Citizen’s United and the End of Gridlock

Countering those who link the recent IRS scandal to the Citizen’s United ruling (because it allows for donor anonymity), Glenn Hubbard and Tim Kane see the scandal as just another chapter in a 40 year saga of the federal government’s “two-party duopoly.“ 

Imagine if the anonymous authors of the Federalist Papers had been similarly harassed when ratification of the Constitution was being debated.

One might question whether Publius be strained in the analogy. Be that as it may, Hubbard & Kane believe that ending this duopoly will end partisan gridlock.  And in fact the Citizen’s United Case offers the key to releasing the lock o' the grid: 

The public sector, like the private sector, needs entrepreneurs to challenge incumbent monopolists and thereby advance innovation…The Citizens United decision ended the duopoly control of campaign money by allowing new groups to make unlimited independent expenditures, a restoration of 1st Amendment rights.

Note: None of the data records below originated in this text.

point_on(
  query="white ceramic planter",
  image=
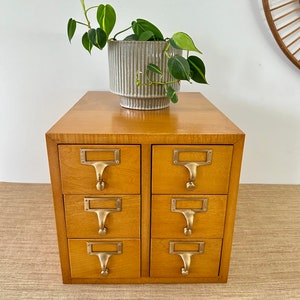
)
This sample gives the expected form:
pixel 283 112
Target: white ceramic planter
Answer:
pixel 129 58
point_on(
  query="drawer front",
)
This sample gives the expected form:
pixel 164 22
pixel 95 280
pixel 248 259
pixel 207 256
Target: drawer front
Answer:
pixel 100 169
pixel 188 216
pixel 183 259
pixel 102 217
pixel 119 259
pixel 191 169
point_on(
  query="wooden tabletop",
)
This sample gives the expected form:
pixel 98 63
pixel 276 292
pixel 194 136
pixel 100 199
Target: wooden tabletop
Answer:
pixel 98 118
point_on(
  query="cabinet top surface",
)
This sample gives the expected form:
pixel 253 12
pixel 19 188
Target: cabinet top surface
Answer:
pixel 99 115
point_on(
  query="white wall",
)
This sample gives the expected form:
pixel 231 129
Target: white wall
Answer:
pixel 251 80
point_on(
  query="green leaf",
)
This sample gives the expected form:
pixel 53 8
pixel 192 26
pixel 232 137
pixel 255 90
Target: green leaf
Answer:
pixel 106 17
pixel 154 68
pixel 140 25
pixel 86 42
pixel 184 42
pixel 97 37
pixel 171 94
pixel 179 68
pixel 131 37
pixel 71 28
pixel 146 36
pixel 197 69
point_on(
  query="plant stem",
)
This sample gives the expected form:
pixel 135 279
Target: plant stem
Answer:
pixel 121 32
pixel 85 14
pixel 81 23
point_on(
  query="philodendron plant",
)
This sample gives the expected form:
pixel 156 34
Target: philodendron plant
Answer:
pixel 188 67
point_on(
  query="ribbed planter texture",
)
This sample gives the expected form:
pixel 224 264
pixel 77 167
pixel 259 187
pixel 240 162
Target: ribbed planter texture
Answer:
pixel 129 59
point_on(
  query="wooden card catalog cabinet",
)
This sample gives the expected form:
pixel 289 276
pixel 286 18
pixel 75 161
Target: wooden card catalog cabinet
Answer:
pixel 144 196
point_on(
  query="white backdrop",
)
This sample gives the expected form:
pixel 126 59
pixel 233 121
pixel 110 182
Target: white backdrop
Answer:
pixel 41 76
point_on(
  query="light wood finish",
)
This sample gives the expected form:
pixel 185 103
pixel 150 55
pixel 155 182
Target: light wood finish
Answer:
pixel 77 178
pixel 125 265
pixel 146 140
pixel 84 224
pixel 265 256
pixel 164 264
pixel 206 224
pixel 170 178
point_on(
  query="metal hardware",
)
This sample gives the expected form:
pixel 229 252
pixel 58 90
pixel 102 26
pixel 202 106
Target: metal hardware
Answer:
pixel 104 256
pixel 192 165
pixel 100 165
pixel 102 213
pixel 186 256
pixel 189 213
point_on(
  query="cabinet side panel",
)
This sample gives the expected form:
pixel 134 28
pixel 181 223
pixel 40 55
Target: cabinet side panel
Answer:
pixel 145 209
pixel 58 208
pixel 231 207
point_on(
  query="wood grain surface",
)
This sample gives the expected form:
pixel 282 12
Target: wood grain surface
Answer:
pixel 265 260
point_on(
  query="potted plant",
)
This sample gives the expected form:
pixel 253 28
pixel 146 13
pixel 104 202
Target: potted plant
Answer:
pixel 144 65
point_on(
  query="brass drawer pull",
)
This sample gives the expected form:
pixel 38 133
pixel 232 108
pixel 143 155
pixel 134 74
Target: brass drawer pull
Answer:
pixel 102 213
pixel 104 256
pixel 186 255
pixel 192 165
pixel 189 213
pixel 100 165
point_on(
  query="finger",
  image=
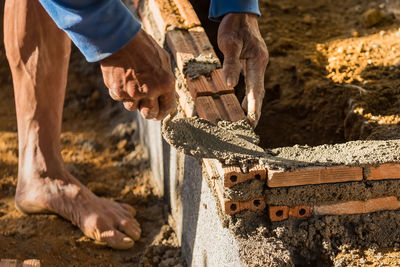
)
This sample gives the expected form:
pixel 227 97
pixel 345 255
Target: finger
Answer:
pixel 254 78
pixel 244 104
pixel 131 227
pixel 129 208
pixel 149 108
pixel 131 105
pixel 116 239
pixel 114 79
pixel 231 47
pixel 167 105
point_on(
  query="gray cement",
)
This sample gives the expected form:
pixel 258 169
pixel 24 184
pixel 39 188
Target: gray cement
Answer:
pixel 202 139
pixel 235 142
pixel 353 153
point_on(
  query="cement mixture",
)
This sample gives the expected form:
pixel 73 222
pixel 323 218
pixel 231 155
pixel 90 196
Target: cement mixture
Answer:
pixel 202 139
pixel 333 77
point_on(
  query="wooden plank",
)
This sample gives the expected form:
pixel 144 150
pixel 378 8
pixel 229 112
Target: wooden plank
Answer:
pixel 185 101
pixel 233 107
pixel 384 171
pixel 207 109
pixel 234 207
pixel 314 175
pixel 210 168
pixel 278 213
pixel 223 112
pixel 205 86
pixel 186 45
pixel 219 82
pixel 187 12
pixel 233 175
pixel 200 87
pixel 300 212
pixel 358 207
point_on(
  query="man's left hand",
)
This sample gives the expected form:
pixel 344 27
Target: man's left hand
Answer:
pixel 240 41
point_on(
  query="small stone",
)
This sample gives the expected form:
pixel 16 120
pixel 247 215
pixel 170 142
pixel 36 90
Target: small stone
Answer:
pixel 90 145
pixel 307 19
pixel 122 144
pixel 372 17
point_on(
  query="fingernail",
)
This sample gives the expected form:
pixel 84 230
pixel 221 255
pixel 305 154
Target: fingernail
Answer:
pixel 127 240
pixel 229 82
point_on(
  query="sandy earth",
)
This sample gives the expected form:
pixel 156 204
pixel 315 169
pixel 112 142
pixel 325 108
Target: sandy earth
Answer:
pixel 329 71
pixel 98 149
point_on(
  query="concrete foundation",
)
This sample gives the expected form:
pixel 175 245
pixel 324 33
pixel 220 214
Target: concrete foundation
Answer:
pixel 204 240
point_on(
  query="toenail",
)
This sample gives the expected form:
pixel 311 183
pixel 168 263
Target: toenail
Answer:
pixel 127 240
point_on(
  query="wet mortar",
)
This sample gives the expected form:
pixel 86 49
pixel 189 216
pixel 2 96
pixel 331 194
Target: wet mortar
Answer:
pixel 333 77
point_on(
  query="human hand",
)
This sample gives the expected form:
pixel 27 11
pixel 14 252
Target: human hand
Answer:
pixel 140 76
pixel 240 41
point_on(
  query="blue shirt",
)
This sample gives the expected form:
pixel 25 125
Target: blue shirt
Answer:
pixel 100 28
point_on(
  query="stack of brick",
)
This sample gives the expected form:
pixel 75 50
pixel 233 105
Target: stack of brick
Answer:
pixel 174 24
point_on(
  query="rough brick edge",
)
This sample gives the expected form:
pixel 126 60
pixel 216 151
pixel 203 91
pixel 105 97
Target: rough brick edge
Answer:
pixel 16 263
pixel 280 213
pixel 209 86
pixel 214 100
pixel 314 175
pixel 384 171
pixel 233 175
pixel 231 207
pixel 188 44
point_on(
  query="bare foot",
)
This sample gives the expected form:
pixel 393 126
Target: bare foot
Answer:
pixel 63 194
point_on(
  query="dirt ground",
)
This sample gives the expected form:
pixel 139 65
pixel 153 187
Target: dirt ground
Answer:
pixel 333 77
pixel 98 149
pixel 334 65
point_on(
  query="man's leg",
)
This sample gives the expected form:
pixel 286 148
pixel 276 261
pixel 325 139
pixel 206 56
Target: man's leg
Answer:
pixel 38 54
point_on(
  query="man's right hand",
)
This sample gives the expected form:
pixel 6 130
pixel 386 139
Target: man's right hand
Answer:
pixel 140 76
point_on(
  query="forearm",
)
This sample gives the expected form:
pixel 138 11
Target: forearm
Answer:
pixel 218 8
pixel 98 28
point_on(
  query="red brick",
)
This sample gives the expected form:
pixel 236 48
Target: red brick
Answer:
pixel 314 175
pixel 384 171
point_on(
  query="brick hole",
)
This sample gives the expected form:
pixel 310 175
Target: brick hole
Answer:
pixel 279 213
pixel 302 212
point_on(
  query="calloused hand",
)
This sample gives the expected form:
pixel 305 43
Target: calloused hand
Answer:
pixel 140 76
pixel 240 41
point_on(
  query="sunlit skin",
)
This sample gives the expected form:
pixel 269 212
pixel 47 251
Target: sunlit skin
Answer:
pixel 139 75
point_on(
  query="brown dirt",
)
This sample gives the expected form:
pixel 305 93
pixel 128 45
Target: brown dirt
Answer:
pixel 107 161
pixel 333 76
pixel 329 72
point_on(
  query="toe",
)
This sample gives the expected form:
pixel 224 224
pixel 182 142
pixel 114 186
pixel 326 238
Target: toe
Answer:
pixel 116 239
pixel 128 208
pixel 130 227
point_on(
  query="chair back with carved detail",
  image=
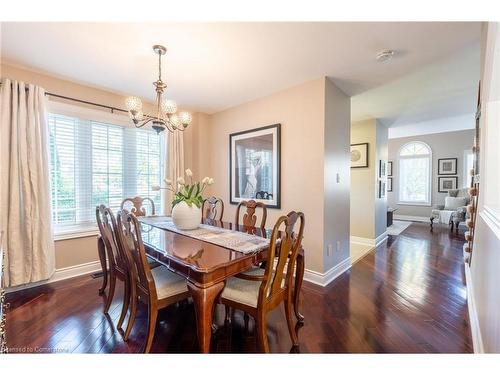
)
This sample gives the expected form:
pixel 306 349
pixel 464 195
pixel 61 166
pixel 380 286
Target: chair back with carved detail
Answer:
pixel 129 232
pixel 213 208
pixel 106 222
pixel 138 208
pixel 284 248
pixel 250 219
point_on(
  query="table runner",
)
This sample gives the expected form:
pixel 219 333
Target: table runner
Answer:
pixel 238 241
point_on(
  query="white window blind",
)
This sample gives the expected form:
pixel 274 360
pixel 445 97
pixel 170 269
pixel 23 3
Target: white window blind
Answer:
pixel 93 163
pixel 415 164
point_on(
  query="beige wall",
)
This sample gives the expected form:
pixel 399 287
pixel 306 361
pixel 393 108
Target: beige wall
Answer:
pixel 83 250
pixel 368 211
pixel 301 112
pixel 485 266
pixel 443 145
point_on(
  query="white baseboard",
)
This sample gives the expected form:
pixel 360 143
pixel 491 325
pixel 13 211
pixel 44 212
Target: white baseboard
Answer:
pixel 412 218
pixel 62 274
pixel 369 241
pixel 323 279
pixel 477 341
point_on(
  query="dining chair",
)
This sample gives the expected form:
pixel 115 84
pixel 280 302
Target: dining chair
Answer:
pixel 210 210
pixel 138 208
pixel 249 220
pixel 261 291
pixel 158 287
pixel 117 260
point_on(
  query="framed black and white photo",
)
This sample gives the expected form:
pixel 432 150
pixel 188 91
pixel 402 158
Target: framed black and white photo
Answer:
pixel 254 166
pixel 447 183
pixel 447 166
pixel 359 155
pixel 382 168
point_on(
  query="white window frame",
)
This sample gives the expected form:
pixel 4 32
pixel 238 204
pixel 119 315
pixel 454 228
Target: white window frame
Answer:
pixel 428 156
pixel 60 108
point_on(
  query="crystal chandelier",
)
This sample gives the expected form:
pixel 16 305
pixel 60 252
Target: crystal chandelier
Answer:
pixel 166 110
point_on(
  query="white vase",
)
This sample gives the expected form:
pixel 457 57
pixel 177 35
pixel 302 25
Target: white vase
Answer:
pixel 185 217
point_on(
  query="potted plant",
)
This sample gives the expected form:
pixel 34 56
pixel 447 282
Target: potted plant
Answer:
pixel 188 199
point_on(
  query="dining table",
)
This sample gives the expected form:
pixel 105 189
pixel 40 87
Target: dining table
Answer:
pixel 206 266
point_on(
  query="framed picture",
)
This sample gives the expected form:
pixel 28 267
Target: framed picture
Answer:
pixel 447 183
pixel 381 188
pixel 382 168
pixel 447 166
pixel 254 166
pixel 359 155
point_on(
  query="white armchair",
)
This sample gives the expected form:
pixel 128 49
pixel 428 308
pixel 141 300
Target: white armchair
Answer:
pixel 456 201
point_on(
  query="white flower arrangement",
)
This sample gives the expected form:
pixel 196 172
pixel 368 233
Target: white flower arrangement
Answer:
pixel 190 193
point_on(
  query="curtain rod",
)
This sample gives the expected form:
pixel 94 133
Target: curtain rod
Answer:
pixel 112 109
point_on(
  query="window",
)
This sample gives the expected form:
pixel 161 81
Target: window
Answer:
pixel 94 163
pixel 415 165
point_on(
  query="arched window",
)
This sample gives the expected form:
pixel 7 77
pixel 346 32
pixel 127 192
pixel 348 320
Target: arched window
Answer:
pixel 415 167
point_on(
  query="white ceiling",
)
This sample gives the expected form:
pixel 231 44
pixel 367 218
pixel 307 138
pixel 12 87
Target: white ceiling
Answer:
pixel 214 66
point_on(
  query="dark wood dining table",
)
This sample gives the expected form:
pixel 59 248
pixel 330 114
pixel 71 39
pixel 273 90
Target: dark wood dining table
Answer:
pixel 206 267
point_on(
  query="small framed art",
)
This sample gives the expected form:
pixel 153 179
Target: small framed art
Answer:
pixel 359 155
pixel 447 166
pixel 446 184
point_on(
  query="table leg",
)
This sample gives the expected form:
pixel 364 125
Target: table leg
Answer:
pixel 101 249
pixel 204 299
pixel 299 277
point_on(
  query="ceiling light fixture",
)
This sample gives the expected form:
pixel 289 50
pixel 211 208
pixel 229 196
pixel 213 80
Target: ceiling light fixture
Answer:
pixel 166 110
pixel 385 55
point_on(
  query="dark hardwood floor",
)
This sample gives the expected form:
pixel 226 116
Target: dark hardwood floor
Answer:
pixel 407 296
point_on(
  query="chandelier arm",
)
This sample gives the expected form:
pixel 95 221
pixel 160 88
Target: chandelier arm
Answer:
pixel 144 122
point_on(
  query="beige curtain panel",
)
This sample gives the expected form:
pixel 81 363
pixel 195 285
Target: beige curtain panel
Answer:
pixel 25 216
pixel 174 167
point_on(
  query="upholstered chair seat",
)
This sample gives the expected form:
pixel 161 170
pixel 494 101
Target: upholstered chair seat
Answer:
pixel 168 283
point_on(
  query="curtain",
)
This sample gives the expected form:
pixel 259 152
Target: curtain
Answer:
pixel 174 167
pixel 25 216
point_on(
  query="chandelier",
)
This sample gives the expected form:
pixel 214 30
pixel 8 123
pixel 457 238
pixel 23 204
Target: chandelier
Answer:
pixel 166 110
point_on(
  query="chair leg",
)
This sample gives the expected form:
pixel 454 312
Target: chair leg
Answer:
pixel 246 318
pixel 152 315
pixel 126 303
pixel 227 317
pixel 133 313
pixel 111 293
pixel 289 321
pixel 261 333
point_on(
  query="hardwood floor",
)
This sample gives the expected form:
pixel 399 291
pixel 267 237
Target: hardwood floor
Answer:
pixel 407 296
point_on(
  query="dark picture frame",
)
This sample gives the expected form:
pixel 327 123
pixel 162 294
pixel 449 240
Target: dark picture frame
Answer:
pixel 245 186
pixel 441 164
pixel 362 148
pixel 442 180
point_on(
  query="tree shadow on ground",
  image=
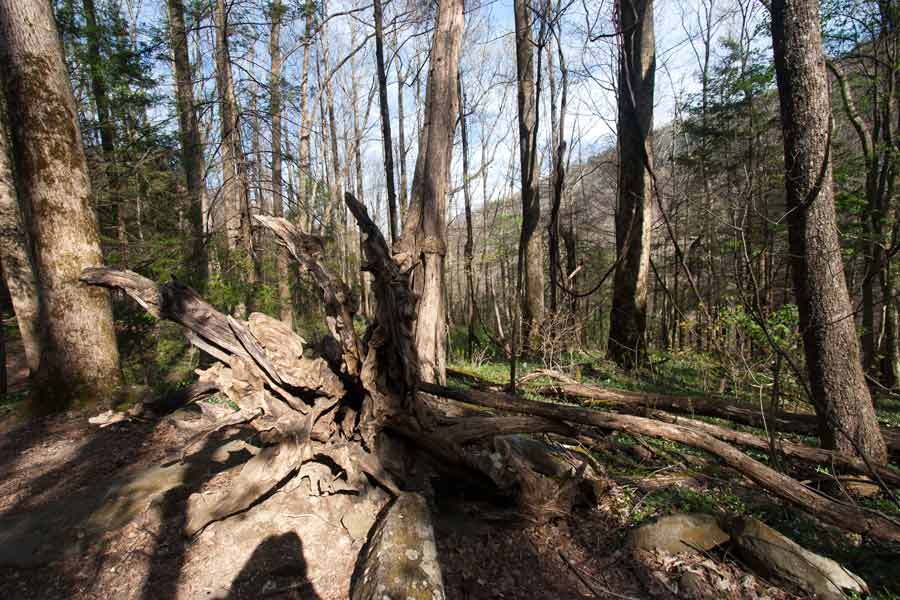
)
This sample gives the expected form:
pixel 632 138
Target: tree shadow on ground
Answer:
pixel 43 526
pixel 74 508
pixel 276 569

Of course some will say that if key this be these sums that will come amount to picking the gridlock.

The authors summarize:

Those who think the lesson here is that America needs more campaign finance reform should check their history. When the National Committee for Impeachment was punished for running an anti-Nixon newspaper ad in 1972, monopoly politics won. For the next four decades, politics became increasingly partisan and polarized…Reducing political polarization is essential for a way forward on the policy gridlock that hampers economic growth. Harassment of political entrepreneurs discourages progress as much as it abuses power and trust. A free people should never require a government license for free speech.